武器はスピード――仮想化だけがクラウドの利にあらず
本社1F受付フロアの大型スクリーンにはクラウドの事例映像が流れ、スクリーン後方の大ガラスには「クラウド(Cloud)」の文字が踊る――1世紀以上にわたりIT業界に君臨し、ワールドワイドで年間10兆円超を売り上げる巨大企業、IBMは今、“クラウドへのシフト”を鮮明に打ち出している。

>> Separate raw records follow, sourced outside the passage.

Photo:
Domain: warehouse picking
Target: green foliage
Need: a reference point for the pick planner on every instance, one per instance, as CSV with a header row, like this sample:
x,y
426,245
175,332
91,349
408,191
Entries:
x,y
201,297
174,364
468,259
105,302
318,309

象徴する動きの1つが、2013年7月における米国SoftLayer Technologies社(以下、SoftLayer)の買収だ。SoftLayerは2005年創設の新興企業で、生業はITインフラをパブリッククラウドのサービスとして提供すること。2013年12月現在、米国/アジア/欧州など世界13カ所にデータセンターを構え、いわゆるIaaS(Infrastructure as a Service)やPaaS(Platform as a Service)など、アマゾン・ドット・コムのAWS(Amazon Web Services)と同様のサービスを提供しているほか、米国では数多くのSaaS(Software as a Service)型サービスも提供している。
IBMによれば、SoftLayerの顧客数は、すでに世界140カ国/約2万1000社に及び、フォーチュン500社のトップ25社中24社がユーザーであるという。また、ワールドワイドでアクセス数上位のウェブサイトのおよそ30%がSoftLayerによってホスティングされており、さらに、米国のHostCabi.netの調査(2013年10月25日時点)では、世界におけるアクセス数上位のウェブサイト(10万サイト)を最も多くホスティングしているサービスプロバイダーとして、SoftLayerがAWSを抑えてナンバーワンにランクされた(調査範囲:102カ国/621都市/1204ホスティング・プロバイダー)。